Much as I try and convince him of the error in his logic, he's unmoved, and it's hard to blame him. Humans will happily swallow studies that use the weasel word 'link' to claim something that is associated with an outcome is its cause. Does obesity spread through your friendships? No, you just share the same risk-factors as your friends.
As the Big Data revolution gives us more and more data to play with, we'll find many more suggestive correlations like these appearing. Our whole mental architecture is about seeing meaningful patterns, even if we're staring at random phenomena like clouds in the sky. How much these mirages matter depends on how we want to apply them –
Prediction
Sometimes you don't care about whether something causes an outcome, you just want some early warning of what that outcome will be. Thor knows it will be wet when he sees the raincoat. The main danger is that the two variables aren't actually dependent in any way, they just happen to have been moving in an apparently synchronized way recently. The more variables you have to compare the more likely these sort of false correlations are, so expect a lot of them with Big Data.

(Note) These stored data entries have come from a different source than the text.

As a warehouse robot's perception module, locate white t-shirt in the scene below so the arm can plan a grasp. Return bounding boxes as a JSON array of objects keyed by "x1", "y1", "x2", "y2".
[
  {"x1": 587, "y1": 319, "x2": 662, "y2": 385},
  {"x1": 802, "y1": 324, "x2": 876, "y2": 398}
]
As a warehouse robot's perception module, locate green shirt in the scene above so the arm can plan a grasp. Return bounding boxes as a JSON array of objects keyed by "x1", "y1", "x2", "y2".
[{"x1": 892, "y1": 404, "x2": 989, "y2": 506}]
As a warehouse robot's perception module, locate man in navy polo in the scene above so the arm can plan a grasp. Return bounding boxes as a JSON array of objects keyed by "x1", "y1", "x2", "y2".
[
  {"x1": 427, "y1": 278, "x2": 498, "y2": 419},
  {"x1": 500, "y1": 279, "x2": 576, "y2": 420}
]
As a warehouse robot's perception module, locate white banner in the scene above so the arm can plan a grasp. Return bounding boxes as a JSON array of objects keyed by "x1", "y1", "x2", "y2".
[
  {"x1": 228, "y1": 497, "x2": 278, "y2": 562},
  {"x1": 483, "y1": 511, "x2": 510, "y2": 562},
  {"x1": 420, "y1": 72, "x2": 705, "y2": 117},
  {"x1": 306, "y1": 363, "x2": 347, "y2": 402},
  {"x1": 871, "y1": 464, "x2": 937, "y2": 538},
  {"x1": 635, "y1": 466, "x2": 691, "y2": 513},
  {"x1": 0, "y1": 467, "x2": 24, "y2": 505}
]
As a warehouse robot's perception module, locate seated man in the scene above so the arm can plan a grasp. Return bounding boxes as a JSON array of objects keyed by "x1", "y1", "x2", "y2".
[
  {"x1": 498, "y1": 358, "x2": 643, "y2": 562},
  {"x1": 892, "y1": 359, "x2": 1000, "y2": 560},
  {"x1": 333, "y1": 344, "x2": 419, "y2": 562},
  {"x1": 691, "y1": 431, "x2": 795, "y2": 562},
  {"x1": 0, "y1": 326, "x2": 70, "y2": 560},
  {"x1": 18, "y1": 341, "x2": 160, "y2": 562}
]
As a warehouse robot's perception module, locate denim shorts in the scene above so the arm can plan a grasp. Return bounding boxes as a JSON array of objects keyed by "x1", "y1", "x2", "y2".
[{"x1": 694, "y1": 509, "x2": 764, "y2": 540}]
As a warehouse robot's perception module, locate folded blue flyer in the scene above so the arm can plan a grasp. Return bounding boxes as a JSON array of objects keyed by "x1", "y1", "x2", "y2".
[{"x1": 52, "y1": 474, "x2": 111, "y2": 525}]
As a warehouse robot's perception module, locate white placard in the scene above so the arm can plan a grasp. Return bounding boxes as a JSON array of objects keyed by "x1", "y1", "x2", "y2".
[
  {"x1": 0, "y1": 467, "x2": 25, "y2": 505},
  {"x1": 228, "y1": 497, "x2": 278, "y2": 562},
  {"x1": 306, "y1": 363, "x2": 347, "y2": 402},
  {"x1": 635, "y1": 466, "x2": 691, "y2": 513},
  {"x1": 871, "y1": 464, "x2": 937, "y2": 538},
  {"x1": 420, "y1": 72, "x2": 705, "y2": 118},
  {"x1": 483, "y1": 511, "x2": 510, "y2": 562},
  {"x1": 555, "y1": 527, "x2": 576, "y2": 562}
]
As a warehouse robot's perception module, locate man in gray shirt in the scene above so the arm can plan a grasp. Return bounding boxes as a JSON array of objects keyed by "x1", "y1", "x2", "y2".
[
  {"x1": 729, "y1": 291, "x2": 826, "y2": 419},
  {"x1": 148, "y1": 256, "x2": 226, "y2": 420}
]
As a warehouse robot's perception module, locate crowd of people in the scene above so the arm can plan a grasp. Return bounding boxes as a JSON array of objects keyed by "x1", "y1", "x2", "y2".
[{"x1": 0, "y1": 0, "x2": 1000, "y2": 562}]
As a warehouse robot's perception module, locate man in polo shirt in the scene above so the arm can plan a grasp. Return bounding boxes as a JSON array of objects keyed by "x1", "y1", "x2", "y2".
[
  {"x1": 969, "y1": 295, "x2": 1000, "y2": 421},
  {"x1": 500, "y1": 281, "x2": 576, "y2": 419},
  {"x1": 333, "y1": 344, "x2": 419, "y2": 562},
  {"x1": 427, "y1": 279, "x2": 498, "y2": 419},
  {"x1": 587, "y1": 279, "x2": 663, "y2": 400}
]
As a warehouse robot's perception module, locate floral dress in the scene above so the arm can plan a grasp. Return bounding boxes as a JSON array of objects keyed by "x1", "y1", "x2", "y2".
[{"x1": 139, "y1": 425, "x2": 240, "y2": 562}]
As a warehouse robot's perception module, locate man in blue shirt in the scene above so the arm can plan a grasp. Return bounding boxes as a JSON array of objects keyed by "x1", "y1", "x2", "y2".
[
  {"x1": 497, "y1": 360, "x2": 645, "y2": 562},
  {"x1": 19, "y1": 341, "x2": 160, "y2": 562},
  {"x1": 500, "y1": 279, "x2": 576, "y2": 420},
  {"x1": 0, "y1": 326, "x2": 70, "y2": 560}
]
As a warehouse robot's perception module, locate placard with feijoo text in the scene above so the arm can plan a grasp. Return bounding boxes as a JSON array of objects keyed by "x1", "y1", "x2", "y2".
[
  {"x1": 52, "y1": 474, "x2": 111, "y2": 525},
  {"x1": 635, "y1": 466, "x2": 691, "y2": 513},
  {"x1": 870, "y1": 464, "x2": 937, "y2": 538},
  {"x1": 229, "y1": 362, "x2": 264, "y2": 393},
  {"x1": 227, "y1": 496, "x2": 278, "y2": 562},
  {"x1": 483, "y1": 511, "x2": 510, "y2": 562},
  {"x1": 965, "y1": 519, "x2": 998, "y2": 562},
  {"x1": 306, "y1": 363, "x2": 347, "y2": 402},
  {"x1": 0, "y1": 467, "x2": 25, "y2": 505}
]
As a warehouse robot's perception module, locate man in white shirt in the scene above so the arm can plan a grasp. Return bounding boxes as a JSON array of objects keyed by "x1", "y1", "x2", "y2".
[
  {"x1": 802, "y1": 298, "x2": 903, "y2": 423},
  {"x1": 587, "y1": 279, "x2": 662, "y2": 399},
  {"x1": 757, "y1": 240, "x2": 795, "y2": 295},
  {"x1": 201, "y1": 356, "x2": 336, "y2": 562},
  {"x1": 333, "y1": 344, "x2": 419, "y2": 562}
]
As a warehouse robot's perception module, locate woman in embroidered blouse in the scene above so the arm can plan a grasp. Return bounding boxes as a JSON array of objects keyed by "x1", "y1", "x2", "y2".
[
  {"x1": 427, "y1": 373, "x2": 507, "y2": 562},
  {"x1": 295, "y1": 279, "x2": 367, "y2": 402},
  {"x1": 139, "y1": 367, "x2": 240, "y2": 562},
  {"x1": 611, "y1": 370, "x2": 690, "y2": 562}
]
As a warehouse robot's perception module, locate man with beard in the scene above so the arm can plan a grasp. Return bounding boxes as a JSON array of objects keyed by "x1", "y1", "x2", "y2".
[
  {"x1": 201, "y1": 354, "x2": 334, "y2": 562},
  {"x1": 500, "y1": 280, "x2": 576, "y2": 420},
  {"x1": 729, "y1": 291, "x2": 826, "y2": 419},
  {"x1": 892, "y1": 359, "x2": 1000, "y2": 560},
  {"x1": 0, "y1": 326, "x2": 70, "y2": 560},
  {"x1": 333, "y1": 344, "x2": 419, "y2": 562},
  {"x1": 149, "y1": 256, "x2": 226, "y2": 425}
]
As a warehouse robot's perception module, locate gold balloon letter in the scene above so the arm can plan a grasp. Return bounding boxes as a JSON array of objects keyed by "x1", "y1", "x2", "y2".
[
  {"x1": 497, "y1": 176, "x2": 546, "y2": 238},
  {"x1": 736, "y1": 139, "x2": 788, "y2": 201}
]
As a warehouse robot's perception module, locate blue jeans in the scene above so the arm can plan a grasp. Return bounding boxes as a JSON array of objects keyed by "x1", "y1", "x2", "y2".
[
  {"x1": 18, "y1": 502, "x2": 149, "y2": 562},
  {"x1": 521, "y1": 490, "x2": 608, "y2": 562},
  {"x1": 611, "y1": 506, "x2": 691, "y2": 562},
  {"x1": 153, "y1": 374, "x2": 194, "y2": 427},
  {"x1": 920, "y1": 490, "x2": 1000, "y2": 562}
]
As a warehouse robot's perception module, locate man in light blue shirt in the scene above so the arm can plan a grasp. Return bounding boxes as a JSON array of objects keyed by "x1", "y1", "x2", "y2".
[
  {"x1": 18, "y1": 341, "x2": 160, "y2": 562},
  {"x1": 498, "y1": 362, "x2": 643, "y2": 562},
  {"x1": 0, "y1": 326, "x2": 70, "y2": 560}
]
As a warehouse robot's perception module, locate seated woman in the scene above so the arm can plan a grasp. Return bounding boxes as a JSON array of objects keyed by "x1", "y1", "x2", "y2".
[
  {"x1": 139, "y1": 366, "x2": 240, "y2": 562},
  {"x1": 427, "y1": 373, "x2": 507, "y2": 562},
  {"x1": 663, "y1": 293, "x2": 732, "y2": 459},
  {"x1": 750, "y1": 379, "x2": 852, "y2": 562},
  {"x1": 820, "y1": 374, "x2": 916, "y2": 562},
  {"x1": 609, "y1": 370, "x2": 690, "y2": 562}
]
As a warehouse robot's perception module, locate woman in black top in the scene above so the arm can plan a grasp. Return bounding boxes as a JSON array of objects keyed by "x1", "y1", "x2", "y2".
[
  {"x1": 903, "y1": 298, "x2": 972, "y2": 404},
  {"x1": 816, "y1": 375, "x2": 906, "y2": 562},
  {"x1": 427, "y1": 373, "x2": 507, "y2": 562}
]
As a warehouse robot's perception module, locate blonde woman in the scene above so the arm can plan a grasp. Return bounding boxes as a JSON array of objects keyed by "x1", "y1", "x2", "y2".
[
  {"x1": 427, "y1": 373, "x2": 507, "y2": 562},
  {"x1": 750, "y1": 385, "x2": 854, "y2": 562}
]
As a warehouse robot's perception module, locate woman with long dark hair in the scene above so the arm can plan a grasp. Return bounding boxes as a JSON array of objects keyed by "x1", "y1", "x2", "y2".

If you're going to rely on a correlation to predict outcomes, you need at least a plausible story for the mechanism behind the correlation, and ideally multiple independent data sets that back it up.
Reaction
If I notice I'm struggling to get Thor out of the front door, then maybe I'll hide the rain jacket until we're in the porch. Thor's resistance means that he can no longer use the raincoat as a reliable signal of rain. The only reason to make a prediction is to take some action, and those actions may destroy the correlation. This is a painfully common problem in economics, and is usually expressed as Goodhart's Law: "once a social or economic indicator or other surrogate measure is made a target for the purpose of conducting social or economic policy, then it will lose the information content that would qualify it to play such a role".
This means that even if you've found a correlation with predictive power, you have to constantly measure its effectiveness, since the very act of relying on it as a guide may degrade its usefulness.
Control
I half-expect to get up one morning and discover that Thor's eaten the raincoat, in the hope of bringing back the sun. Once we notice a correlation, it's easy to convince ourselves and others that it's actually causing the outcome. Humans love stories, and stories have their own rules. If X happens, followed by Y, narrative logic requires that X caused Y. That makes it simple to persuade other people that they're seeing cause and effect rather than correlation, without really having to prove it.
The only reliable way I know to figure out whether you really can affect outcomes is by experiment, so before you put time or money behind an attempt, require a prototype. If the guy or girl trying to persuade you to take action can't show a small-scale proof-of-concept, then they might as well be trying to sell you a bridge in Brooklyn. Even if they show compelling results, the Hawthorne Effect may be kicking in, but at least you've got some weak proof.
If you want to be effective in a world awash with data, it pays to be skeptical of correlations, since you'll be seeing a lot more of them over the next few years.